Tem hora que o Linux dá aquela travada “do nada” em ARM64 — e foi exatamente isso que uma bateria pesada de testes expôs. Durante stress tests com stress-ng, um bug raro virou hard lockup: a máquina congelava por completo. O que parecia um caso isolado acabou revelando uma lição importante sobre o que não fazer em caminhos críticos do kernel: chamar printk() no lugar errado.
O que estava acontecendo nos bastidores
O roteiro do problema é quase um dominó. O stress-ng chamava a interface de debugfs clear_warn_once
, que zera a seção de memória responsável por mensagens do tipo pr_info_once() — aquelas que deveriam aparecer só uma vez. Com isso, toda nova rodada de teste “rearmava” o aviso. Se, por azar, isso coincidia com o teste pty06 do LTP usando o serial, a impressão de log acontecia no pior momento possível: no caminho de troca de tarefas do escalonador, onde rq_lock
já estava segurado.

E aí vem a queda: printk() precisa destravar o console (console_unlock()

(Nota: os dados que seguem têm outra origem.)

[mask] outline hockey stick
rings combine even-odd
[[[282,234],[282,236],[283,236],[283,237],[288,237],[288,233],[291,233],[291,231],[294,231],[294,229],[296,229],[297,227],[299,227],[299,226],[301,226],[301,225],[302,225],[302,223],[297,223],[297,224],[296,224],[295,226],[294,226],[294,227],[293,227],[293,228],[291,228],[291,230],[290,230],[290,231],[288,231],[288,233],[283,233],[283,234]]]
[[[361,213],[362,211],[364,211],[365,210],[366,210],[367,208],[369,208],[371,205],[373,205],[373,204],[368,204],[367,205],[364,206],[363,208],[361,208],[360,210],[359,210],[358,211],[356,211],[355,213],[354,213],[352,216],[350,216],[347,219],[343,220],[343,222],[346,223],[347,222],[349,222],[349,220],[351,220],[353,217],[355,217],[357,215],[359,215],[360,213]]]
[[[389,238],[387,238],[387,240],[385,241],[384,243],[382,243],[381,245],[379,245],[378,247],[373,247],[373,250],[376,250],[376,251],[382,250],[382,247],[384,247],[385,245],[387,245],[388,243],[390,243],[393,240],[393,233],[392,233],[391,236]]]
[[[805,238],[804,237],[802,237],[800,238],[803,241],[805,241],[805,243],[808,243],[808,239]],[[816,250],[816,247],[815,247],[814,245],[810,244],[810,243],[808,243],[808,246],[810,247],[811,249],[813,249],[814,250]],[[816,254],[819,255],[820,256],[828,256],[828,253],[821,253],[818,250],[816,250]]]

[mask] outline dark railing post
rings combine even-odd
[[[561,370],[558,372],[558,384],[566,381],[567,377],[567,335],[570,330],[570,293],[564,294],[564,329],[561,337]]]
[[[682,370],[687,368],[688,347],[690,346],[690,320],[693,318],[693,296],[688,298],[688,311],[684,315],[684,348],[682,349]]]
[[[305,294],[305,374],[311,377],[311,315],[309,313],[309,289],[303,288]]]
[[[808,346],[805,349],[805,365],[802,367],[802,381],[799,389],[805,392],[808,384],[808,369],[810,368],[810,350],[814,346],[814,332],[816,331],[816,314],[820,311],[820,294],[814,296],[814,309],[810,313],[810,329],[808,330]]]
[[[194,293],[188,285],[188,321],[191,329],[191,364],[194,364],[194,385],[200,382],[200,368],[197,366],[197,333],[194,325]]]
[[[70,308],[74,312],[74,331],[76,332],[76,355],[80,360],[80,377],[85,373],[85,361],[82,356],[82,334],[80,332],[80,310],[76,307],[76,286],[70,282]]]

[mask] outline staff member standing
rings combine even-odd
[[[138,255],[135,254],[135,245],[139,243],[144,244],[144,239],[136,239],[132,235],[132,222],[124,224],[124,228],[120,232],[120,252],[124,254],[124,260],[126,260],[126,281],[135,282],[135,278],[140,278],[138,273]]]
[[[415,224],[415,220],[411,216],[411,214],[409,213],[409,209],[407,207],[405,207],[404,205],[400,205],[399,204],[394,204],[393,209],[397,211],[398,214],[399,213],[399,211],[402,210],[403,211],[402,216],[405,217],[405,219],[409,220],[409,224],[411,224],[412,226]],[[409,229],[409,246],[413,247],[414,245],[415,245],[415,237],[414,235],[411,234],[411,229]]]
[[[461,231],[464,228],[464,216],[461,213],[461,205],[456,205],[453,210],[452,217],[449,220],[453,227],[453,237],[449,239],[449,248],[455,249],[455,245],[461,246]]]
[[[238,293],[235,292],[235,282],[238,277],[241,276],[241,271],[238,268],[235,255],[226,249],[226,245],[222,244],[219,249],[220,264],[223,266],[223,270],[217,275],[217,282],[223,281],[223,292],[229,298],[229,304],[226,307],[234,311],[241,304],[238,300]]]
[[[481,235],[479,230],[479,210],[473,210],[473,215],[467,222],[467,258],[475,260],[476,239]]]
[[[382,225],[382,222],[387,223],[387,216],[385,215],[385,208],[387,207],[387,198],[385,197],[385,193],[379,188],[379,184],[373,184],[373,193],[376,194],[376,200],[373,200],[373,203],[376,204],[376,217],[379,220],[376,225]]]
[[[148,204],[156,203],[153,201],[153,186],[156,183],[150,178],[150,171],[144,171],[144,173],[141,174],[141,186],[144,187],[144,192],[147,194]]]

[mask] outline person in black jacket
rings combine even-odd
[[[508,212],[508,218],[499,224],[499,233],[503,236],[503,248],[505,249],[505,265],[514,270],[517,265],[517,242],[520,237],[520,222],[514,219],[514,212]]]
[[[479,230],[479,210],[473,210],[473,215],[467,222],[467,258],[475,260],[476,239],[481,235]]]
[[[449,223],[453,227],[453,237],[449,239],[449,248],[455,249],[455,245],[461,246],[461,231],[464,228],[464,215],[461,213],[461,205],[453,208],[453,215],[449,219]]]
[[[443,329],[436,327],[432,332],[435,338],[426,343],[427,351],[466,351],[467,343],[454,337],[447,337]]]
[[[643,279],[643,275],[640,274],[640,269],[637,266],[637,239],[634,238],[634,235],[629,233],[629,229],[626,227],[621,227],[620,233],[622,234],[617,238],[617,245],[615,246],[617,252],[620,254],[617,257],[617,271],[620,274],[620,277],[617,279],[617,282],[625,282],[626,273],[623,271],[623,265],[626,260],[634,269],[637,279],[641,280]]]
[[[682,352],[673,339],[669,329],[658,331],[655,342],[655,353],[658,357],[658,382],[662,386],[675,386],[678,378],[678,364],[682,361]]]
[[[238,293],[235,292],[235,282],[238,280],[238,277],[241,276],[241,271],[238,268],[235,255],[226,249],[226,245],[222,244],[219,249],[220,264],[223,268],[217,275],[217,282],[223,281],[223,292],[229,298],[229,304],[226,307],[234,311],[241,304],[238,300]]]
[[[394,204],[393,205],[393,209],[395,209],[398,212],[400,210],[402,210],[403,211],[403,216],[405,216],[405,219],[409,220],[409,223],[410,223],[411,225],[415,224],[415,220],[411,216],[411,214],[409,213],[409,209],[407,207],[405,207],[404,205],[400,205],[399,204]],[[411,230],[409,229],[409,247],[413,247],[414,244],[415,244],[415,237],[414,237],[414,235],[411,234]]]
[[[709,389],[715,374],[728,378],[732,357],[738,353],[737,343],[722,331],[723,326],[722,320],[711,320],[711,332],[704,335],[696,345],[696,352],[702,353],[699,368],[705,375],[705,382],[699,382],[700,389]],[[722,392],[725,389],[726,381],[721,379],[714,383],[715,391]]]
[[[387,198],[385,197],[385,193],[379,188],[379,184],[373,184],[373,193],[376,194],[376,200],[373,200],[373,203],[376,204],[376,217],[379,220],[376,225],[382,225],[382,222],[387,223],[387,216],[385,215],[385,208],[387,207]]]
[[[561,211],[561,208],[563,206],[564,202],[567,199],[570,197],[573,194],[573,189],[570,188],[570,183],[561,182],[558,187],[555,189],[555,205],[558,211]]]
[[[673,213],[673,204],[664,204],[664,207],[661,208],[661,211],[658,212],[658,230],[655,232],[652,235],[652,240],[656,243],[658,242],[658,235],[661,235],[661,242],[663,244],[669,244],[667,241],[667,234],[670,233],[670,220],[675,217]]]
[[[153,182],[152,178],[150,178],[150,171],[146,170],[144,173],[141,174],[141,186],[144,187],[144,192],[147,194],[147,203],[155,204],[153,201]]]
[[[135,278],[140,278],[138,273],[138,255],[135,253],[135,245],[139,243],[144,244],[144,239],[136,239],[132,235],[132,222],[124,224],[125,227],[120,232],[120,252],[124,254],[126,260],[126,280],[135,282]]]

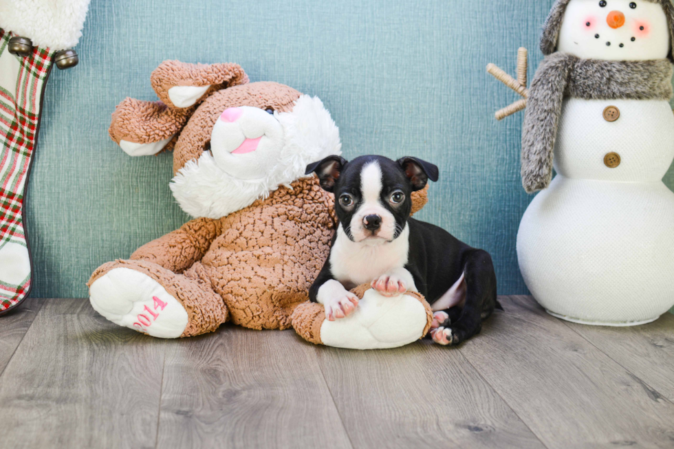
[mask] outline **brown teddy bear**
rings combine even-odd
[[[110,135],[131,155],[173,149],[170,187],[195,219],[101,265],[91,305],[151,336],[186,337],[232,322],[287,329],[329,252],[331,194],[306,166],[340,152],[323,103],[235,64],[166,61],[160,102],[127,98]],[[416,210],[426,202],[423,193]]]

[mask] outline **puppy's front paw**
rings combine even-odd
[[[431,329],[437,329],[440,326],[448,325],[449,314],[445,311],[437,311],[433,314],[433,320],[431,323]]]
[[[431,337],[438,344],[447,346],[457,342],[449,327],[436,327],[431,329]]]
[[[393,274],[384,274],[375,279],[372,288],[384,296],[398,296],[407,292],[407,284]]]
[[[358,306],[358,297],[346,292],[344,296],[326,301],[323,305],[325,307],[325,318],[328,321],[334,321],[351,315]]]

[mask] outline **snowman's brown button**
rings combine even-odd
[[[615,168],[620,164],[620,155],[617,153],[608,153],[604,156],[604,165],[609,168]]]
[[[620,110],[615,106],[608,106],[604,109],[604,120],[607,122],[615,122],[620,118]]]

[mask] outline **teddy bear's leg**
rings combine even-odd
[[[215,91],[248,82],[237,64],[189,64],[165,61],[150,77],[157,96],[168,107],[187,108]]]
[[[154,337],[210,332],[228,318],[227,308],[198,263],[177,274],[145,261],[109,262],[94,272],[88,285],[96,311]]]

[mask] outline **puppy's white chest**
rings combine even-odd
[[[369,283],[394,268],[404,267],[409,252],[409,228],[390,243],[376,245],[349,239],[340,226],[330,252],[332,276],[350,287]]]

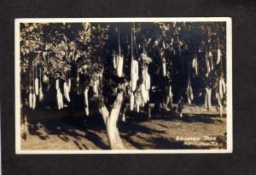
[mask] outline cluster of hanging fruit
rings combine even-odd
[[[142,69],[142,82],[137,86],[139,80],[139,66],[138,61],[136,60],[133,44],[134,44],[134,33],[135,30],[131,27],[131,82],[130,82],[130,110],[132,111],[136,108],[137,112],[139,112],[140,105],[144,106],[149,101],[149,90],[150,90],[150,76],[148,72],[148,64],[152,59],[148,57],[143,44],[143,53],[141,54],[141,59],[143,60]]]
[[[191,104],[191,101],[194,99],[194,94],[193,94],[193,89],[190,82],[190,77],[189,77],[188,80],[187,97],[188,97],[188,104]]]
[[[218,105],[221,104],[221,100],[224,98],[224,95],[226,93],[226,84],[224,77],[221,76],[218,82],[218,90],[215,93],[215,98],[218,100]]]
[[[42,76],[41,76],[41,69],[40,69],[40,88],[39,88],[39,80],[38,78],[38,69],[37,65],[32,66],[32,71],[30,72],[29,78],[29,107],[32,109],[36,108],[37,103],[37,96],[39,96],[39,101],[43,101],[44,93],[43,93],[43,87],[42,87]]]
[[[64,108],[64,103],[63,103],[63,95],[61,93],[61,86],[60,86],[60,80],[55,80],[55,88],[56,88],[56,99],[57,99],[57,105],[58,109],[63,109]],[[62,92],[64,93],[64,97],[67,99],[67,101],[70,102],[69,98],[69,92],[71,90],[71,79],[65,77],[64,82],[63,82],[63,88]]]

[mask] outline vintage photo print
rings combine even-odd
[[[16,154],[232,152],[230,18],[15,20]]]

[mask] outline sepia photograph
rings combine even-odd
[[[15,19],[16,154],[231,153],[231,19]]]

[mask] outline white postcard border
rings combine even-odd
[[[227,66],[227,149],[226,150],[20,150],[20,23],[55,22],[226,22]],[[184,18],[24,18],[15,21],[15,153],[16,154],[197,154],[232,153],[232,20],[230,17],[184,17]]]

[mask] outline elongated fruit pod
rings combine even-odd
[[[210,68],[210,63],[209,63],[209,60],[207,60],[207,73],[210,73],[211,71],[211,68]]]
[[[220,56],[221,56],[220,49],[218,48],[218,50],[217,50],[217,65],[219,64],[219,61],[220,61],[220,59],[221,59]]]
[[[67,94],[67,93],[66,93],[66,90],[67,90],[66,86],[67,86],[67,82],[65,82],[63,83],[63,93],[64,93],[65,99],[67,99],[67,96],[66,96],[66,94]]]
[[[145,80],[146,90],[148,91],[150,89],[150,76],[147,72],[146,74],[146,80]]]
[[[191,84],[189,85],[189,98],[190,98],[191,101],[194,99],[194,94],[193,94],[193,89],[192,89]]]
[[[65,84],[66,83],[66,84]],[[67,82],[64,82],[64,96],[66,98],[66,99],[70,102],[70,98],[69,98],[69,89],[68,89],[68,86],[67,84]]]
[[[71,90],[71,78],[68,78],[68,92]]]
[[[198,76],[198,66],[197,66],[197,61],[195,63],[195,76]]]
[[[123,66],[124,66],[124,56],[119,56],[118,57],[118,65],[117,65],[117,74],[119,77],[122,76],[123,74]]]
[[[32,109],[34,110],[36,108],[36,102],[37,102],[37,98],[36,98],[36,94],[35,93],[33,93],[33,98],[32,98],[32,101],[33,101],[33,105],[32,105]]]
[[[89,116],[89,107],[87,107],[87,108],[85,107],[84,110],[85,110],[86,116]]]
[[[57,89],[56,98],[57,98],[58,109],[61,110],[61,99],[60,99],[60,89]]]
[[[134,110],[134,94],[131,93],[130,97],[130,110],[132,111]]]
[[[61,90],[60,90],[61,91]],[[63,104],[63,95],[61,93],[60,93],[60,104],[61,104],[61,109],[64,107],[64,104]]]
[[[93,87],[92,87],[92,90],[93,90],[93,93],[94,93],[95,94],[96,94],[96,96],[97,96],[97,94],[98,94],[98,81],[96,81],[96,82],[94,82],[94,85],[93,85]]]
[[[163,41],[163,48],[166,49],[166,42]]]
[[[222,82],[222,88],[223,88],[223,93],[226,93],[226,85],[224,78],[221,78]]]
[[[188,85],[188,88],[187,88],[187,97],[188,97],[188,104],[190,104],[191,100],[190,100],[190,97],[189,97],[189,85]]]
[[[43,88],[42,86],[39,88],[39,101],[44,100],[44,93],[43,93]]]
[[[58,90],[60,88],[60,81],[59,81],[59,79],[56,79],[56,81],[55,81],[55,87],[56,87],[56,90]]]
[[[137,77],[134,71],[131,72],[131,91],[134,92],[137,88]]]
[[[113,68],[114,68],[115,70],[117,70],[118,61],[119,61],[119,59],[118,59],[118,58],[117,58],[117,55],[114,54],[113,62]]]
[[[147,94],[146,94],[146,88],[145,88],[145,83],[143,83],[141,86],[141,90],[142,90],[142,96],[144,103],[147,103]]]
[[[217,93],[217,100],[218,100],[218,104],[221,105],[221,100],[220,100],[220,98],[219,98],[219,94],[218,93]]]
[[[32,106],[33,106],[33,94],[32,93],[32,92],[30,92],[30,93],[29,93],[29,107],[30,108],[32,108]]]
[[[166,97],[166,104],[170,104],[170,97]]]
[[[133,71],[135,73],[135,78],[136,80],[138,80],[138,63],[137,60],[133,60]]]
[[[137,112],[140,112],[140,105],[137,99],[135,100],[135,103],[136,103]]]
[[[48,76],[46,76],[46,74],[44,74],[44,75],[43,76],[43,82],[44,82],[44,83],[46,83],[46,82],[48,82],[48,81],[49,81]]]
[[[39,86],[39,82],[38,82],[38,78],[35,79],[35,93],[36,95],[38,95],[38,86]]]
[[[210,62],[211,70],[212,71],[213,70],[213,59],[212,59],[212,54],[211,51],[209,52],[209,62]]]
[[[149,101],[149,91],[146,92],[146,95],[147,95],[147,101]]]
[[[193,67],[193,68],[195,68],[195,61],[196,61],[196,59],[193,59],[193,60],[192,60],[192,67]]]
[[[162,66],[163,66],[163,76],[166,76],[166,62],[162,63]]]
[[[218,81],[218,94],[219,94],[220,99],[223,99],[223,87],[222,87],[221,78]]]
[[[191,104],[191,100],[190,100],[190,98],[189,98],[189,97],[188,97],[188,104]]]
[[[169,86],[168,87],[168,97],[172,97],[172,87],[171,86]]]
[[[84,105],[85,108],[89,107],[89,102],[88,102],[88,88],[84,90]]]

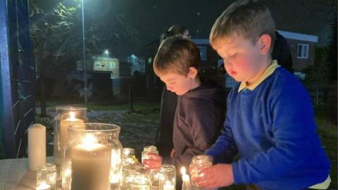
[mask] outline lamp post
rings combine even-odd
[[[87,63],[86,63],[86,45],[84,37],[84,2],[81,0],[81,9],[82,18],[82,63],[83,63],[83,75],[84,77],[84,103],[87,103]]]
[[[106,54],[106,58],[107,58],[107,59],[108,59],[108,55],[109,54],[109,51],[108,51],[108,49],[106,49],[106,50],[104,51],[104,53]]]

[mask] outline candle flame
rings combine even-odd
[[[185,167],[181,167],[181,174],[182,174],[182,175],[185,175],[186,172],[187,172],[187,171],[185,170]]]
[[[92,134],[86,134],[82,139],[82,144],[85,145],[91,145],[97,142],[96,138]]]
[[[73,112],[73,111],[69,112],[69,118],[70,118],[71,120],[75,119],[75,113]]]
[[[39,189],[46,189],[49,187],[51,187],[51,186],[47,184],[46,183],[46,182],[43,181],[42,182],[41,182],[40,185],[37,187],[36,189],[37,189],[37,190],[39,190]]]

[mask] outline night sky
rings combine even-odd
[[[53,6],[52,1],[30,1],[46,9]],[[62,2],[67,4],[67,1]],[[112,55],[123,59],[131,54],[142,56],[144,46],[157,40],[161,34],[174,24],[187,27],[192,38],[208,38],[217,17],[233,1],[84,0],[84,10],[86,19],[90,17],[92,22],[104,23],[101,30],[109,29],[112,33],[115,32],[116,34],[111,35],[102,43]],[[327,44],[330,41],[330,23],[334,20],[334,1],[261,1],[270,8],[277,30],[318,35],[319,45]],[[90,24],[86,22],[87,26]],[[132,32],[128,33],[121,28],[128,28]]]

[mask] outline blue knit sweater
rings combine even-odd
[[[316,132],[311,101],[299,81],[278,68],[254,90],[238,92],[238,88],[228,96],[222,134],[206,153],[215,163],[239,153],[241,158],[232,163],[235,184],[285,190],[325,181],[330,163]]]

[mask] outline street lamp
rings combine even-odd
[[[108,56],[108,55],[109,55],[109,51],[108,51],[108,49],[106,49],[106,50],[104,51],[104,54],[106,54],[106,57],[107,58],[107,60],[108,60],[108,58],[109,58],[109,57]]]
[[[85,37],[84,37],[84,0],[81,0],[81,9],[82,9],[82,63],[83,63],[83,75],[84,77],[84,103],[87,103],[87,63],[86,63],[86,45],[85,45]]]

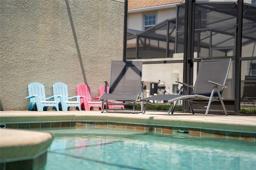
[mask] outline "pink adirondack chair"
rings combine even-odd
[[[109,91],[109,87],[107,87],[107,93],[108,93]],[[99,88],[99,93],[100,93],[100,97],[105,92],[105,86],[103,85],[100,86]],[[121,102],[120,102],[121,103]],[[123,109],[124,109],[124,106],[123,105],[108,105],[108,109],[113,109],[115,107],[119,107],[122,108]]]
[[[82,84],[78,85],[76,87],[76,93],[77,95],[81,96],[80,100],[81,108],[84,108],[85,111],[90,111],[93,107],[99,107],[99,110],[101,110],[101,102],[92,101],[92,100],[99,100],[100,97],[98,96],[92,98],[91,90],[88,85]]]

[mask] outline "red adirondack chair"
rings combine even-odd
[[[104,93],[104,91],[105,91],[104,85],[100,86],[99,88],[99,93],[100,93],[100,97],[102,96],[102,95]],[[109,87],[108,86],[107,87],[107,93],[109,93]],[[114,107],[119,107],[122,108],[122,109],[124,109],[124,106],[123,105],[108,105],[108,109],[114,109]]]
[[[92,101],[92,100],[99,100],[100,97],[92,98],[90,87],[87,85],[82,84],[76,87],[76,93],[80,96],[81,108],[85,111],[90,111],[93,107],[99,107],[101,110],[102,103],[99,101]]]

), que por sua vez acorda tarefas e tenta re-adquirir o mesmo lock do escalonador (via try_to_wake_up()
→ ttwu_queue()
→ rq_lock
) — um A–A deadlock clássico. Resultado: hard lockup e queda geral. Em linguagem direta: um aviso de console, repetido por causa do reset de clear_warn_once, trombou com locks do escalonador e derrubou o sistema.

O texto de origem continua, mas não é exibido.